Ryan Thunder wrote:
Yeah I've taken physics tests that weren't too bad. They'd give me a reference sheet with the equations on it, but no indication as to which was for what. That was a reasonable compromise, I thought. They still get to assume that you're just waiting for any possible opportunity to cheat without any proof whatsoever (lol if they tried that in court), but with the reference to jog your memory it's not a totally worthless indicator of your understanding of the concepts. The prof was like "holy shit you got a 90 on my midterm". Then I discovered I can't do anything more complex than basic calculus.
There's still the issue of just forgetting something or having a brain fart and confusing two equations. You won't have time to know for sure.
Ok... here's the question. At what level of physics do you think an inability to memorise the equations but understand the concepts of physics would suffice to show that you have a basic understanding of it?
Ohm law essentially IS an equation. So's is Newton law of gravitation.
And this ignores the standard conceptualisation questions like the infamous drop the ball down the planet question.
If you don't understand or memorise the equation in the first place, even giving you the bog standard equation is not going to aid you in answering that.

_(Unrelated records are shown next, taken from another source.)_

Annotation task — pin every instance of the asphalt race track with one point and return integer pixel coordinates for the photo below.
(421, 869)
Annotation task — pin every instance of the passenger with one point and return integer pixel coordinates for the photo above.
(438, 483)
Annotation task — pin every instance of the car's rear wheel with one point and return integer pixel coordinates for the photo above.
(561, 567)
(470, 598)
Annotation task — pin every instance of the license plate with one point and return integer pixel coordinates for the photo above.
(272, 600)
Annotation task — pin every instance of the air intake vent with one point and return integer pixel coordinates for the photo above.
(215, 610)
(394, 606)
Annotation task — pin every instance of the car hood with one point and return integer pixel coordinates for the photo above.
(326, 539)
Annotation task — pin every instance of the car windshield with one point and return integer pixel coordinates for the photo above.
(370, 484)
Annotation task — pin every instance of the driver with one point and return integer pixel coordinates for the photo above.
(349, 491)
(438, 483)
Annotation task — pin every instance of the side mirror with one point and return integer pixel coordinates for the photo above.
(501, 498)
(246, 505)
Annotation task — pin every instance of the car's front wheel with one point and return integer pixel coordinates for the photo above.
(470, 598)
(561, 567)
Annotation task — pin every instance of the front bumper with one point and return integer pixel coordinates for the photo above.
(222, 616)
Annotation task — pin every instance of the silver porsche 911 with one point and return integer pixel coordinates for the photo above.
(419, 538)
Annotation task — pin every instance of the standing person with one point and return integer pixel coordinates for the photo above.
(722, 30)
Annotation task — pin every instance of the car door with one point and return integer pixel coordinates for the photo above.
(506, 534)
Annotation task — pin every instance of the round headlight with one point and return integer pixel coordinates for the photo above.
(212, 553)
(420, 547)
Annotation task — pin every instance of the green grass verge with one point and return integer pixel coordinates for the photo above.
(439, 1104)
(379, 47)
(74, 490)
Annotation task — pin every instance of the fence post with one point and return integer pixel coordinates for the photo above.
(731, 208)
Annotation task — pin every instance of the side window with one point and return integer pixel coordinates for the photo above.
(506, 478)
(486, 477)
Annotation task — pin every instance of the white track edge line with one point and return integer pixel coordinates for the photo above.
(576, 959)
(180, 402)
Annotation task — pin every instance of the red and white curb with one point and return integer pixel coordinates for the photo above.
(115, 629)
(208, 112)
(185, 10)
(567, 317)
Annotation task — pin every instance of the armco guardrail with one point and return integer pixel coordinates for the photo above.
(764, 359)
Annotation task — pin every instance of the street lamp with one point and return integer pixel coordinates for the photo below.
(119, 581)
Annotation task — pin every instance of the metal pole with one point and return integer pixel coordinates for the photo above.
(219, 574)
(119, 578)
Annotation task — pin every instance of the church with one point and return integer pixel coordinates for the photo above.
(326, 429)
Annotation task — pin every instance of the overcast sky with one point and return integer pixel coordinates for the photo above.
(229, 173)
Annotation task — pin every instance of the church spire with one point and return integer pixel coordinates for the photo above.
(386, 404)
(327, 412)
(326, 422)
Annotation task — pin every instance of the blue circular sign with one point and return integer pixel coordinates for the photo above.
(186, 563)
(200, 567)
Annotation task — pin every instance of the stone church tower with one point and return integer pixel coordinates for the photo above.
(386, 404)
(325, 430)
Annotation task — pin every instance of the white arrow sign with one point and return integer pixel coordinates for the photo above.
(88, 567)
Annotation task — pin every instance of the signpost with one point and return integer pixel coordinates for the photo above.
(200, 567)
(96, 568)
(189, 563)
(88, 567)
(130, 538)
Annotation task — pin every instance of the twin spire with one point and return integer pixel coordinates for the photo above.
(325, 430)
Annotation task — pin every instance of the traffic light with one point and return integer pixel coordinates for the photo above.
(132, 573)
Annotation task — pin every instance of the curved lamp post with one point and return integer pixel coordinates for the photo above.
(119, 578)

I'm sure that at certain levels, the complexity of the equation will mean that its would be easier for you to understand the concept rather than memorise the equation, but even for the "You can't know the exact location of a particle or its momentum in quantum physics", if you didn't know that the equation was an imaginery number which expanded on the graph gave you the answer that momentum= positive infinity to negative infinity(as defined by the area its applied to) when location=x, you STILL needs to know what the equation roughly looks like to understand that concept.
A lot of fields use memorized facts and what not as a basis for critical thinking in their jobs. I've had to memorize thousands of anatomical facts and hundreds of medicinal factoids along with other things, sheer memorization of procedures too, in a health care setting. Most of my tests to go for memorized facts, and then extrapolate from there into scenarios. Testing for a knowledge base isn't a bad thing, per say, if they go on to test how you critically think the next steps.
To give an example of how memorised facts/scenarios works in the field, here's a real case that just happened to me.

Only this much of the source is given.